Anyhow, she told me, picking up the thread of narrative, Joaquim had made a point of speaking to her, a thing that ran contrary to his character. He’d said that he’d seen Spivey at the garage on the afternoon before the car was taken to be parked at James’s house. There would have been no reason, so Joaquim had said, for Spivey to be at the garage, but the keys to both cars were kept there, in plain view. There would be no point in accusing Spivey, Joaquim had said, on such speculative evidence, and even less to gain by confronting him, since Spivey’s ill graces, once gained, could be poisonous. But Joaquim had thought Jenny should know, for her own sake. Before returning to his normal, tight-lipped self, he’d offered the advice that, ‘It is good, in a garden, to know where the snakes lie, so one can step carefully.’

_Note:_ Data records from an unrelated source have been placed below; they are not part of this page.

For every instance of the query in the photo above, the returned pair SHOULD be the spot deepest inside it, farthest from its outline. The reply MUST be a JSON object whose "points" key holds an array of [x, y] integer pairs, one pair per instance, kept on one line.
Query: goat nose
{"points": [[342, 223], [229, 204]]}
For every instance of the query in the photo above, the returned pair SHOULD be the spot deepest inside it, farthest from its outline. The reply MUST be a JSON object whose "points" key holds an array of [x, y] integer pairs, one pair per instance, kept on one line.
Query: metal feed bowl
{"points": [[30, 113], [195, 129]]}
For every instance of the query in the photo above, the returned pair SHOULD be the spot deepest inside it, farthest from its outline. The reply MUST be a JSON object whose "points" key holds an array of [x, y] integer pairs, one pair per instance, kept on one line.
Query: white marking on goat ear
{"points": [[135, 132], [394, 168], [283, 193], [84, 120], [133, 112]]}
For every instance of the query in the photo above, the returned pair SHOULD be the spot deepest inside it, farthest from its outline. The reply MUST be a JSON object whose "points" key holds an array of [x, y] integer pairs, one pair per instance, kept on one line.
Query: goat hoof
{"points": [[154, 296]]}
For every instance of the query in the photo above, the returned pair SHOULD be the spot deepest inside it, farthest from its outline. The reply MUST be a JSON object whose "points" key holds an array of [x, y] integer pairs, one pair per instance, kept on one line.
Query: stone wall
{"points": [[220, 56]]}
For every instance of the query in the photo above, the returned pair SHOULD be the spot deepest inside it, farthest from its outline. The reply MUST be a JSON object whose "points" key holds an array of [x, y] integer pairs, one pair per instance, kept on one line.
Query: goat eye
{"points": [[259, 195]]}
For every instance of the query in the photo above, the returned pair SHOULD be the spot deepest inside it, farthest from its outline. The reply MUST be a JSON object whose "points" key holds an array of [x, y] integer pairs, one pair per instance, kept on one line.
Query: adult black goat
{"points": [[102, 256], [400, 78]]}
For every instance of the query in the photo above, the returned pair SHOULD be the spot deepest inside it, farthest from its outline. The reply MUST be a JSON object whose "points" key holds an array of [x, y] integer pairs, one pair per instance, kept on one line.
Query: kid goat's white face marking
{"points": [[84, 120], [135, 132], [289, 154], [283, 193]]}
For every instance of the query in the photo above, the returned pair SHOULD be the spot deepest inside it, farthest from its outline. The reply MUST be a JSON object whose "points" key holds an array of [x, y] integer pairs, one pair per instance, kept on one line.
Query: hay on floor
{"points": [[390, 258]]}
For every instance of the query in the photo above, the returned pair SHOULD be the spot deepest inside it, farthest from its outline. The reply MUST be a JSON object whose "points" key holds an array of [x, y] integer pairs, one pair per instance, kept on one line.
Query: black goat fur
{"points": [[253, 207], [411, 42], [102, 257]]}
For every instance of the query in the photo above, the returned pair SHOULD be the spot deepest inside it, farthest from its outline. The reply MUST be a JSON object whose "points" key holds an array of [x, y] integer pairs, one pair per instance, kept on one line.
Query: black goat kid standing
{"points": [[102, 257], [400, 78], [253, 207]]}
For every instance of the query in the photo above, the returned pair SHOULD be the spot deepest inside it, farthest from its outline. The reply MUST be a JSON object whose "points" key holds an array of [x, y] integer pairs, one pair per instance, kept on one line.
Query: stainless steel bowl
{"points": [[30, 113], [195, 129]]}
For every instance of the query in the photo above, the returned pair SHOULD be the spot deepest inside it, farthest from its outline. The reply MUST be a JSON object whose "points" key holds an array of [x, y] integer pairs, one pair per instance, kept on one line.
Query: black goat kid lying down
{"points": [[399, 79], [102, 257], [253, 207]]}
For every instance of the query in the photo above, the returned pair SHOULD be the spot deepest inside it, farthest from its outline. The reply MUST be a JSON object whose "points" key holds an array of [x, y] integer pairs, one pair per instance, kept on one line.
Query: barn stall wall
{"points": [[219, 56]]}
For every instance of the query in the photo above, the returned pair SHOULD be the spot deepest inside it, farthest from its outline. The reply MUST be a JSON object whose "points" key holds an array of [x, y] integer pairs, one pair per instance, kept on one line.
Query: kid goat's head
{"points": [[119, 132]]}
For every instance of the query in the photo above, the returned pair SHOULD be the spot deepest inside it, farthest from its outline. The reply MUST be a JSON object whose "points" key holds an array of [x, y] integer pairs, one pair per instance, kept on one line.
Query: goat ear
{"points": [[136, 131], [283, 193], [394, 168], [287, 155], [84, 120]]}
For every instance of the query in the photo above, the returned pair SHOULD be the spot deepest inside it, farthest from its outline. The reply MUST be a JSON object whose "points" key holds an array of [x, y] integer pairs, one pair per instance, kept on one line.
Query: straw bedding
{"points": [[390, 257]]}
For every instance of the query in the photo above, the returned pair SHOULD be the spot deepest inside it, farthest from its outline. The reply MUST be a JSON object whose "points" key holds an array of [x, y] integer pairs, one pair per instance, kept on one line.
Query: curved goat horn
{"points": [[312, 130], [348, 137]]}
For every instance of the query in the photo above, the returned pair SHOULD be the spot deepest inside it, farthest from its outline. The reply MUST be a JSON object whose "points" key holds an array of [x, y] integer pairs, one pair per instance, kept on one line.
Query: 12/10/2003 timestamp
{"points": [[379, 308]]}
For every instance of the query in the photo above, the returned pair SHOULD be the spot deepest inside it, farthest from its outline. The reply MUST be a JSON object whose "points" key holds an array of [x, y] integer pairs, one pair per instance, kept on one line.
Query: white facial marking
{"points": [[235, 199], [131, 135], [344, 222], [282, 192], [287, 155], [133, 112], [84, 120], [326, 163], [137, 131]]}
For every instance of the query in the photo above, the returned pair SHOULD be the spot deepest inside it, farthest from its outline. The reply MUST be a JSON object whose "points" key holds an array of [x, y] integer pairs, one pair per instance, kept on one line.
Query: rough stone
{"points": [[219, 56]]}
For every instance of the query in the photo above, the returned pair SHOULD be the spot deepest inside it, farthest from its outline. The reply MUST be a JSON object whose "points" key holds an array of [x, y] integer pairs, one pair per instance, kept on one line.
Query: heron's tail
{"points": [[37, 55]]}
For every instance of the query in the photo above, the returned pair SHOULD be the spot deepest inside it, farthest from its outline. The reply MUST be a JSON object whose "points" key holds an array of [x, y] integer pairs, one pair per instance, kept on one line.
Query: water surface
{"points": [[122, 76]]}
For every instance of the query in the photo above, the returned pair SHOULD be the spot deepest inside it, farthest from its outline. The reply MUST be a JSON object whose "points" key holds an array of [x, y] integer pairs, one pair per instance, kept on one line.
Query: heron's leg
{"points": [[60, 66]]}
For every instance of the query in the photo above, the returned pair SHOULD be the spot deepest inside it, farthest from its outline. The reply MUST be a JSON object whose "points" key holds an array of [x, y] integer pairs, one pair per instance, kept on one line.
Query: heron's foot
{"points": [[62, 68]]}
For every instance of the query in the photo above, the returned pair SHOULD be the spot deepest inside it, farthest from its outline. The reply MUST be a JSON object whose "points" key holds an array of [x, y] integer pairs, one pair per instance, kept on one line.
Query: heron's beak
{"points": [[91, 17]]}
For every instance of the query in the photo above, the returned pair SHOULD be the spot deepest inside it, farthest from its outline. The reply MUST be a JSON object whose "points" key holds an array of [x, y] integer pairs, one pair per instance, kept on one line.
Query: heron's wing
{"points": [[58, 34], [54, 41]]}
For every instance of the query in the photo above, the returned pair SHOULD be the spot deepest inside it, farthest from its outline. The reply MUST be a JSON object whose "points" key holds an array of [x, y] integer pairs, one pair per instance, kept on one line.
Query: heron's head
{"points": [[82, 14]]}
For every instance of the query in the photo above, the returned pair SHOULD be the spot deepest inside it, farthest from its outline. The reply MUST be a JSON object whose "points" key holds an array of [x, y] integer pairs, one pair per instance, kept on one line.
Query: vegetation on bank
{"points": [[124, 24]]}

Her personal opinion was that, if a snake were dangerous, one ought to take its head off with a shovel, but she knew Joaquim was right. Her father trusted Spivey, and that made a shield so strong that any arrows aimed at Spivey were deflected back upon the one who’d fired them. She’d have needed the Biblical David’s skill with a slingshot to topple the man from his pedestal. So she’d stepped carefully.

Even when she’d been assigned to Spivey as his secretary, later in the year, she had kept her complaints to a minimum, though working in close confines with the man had galled her terribly.

He’d known it too. She’d seen it in the way he smiled when she was in his office, a sadist’s smile that took its pleasure from another’s impotence. And there’d been little she could do but bite her tongue and tough it out.

Till Deacon came.

She hadn’t known, when she’d first seen her father’s new curator, that this quiet-spoken Englishman would change her life so greatly. She’d thought him rather dull, in the beginning; but that hadn’t stopped her envying Regina, who, with Roger Selkirk, and now Deacon, claimed the two best-mannered men to work for in the office.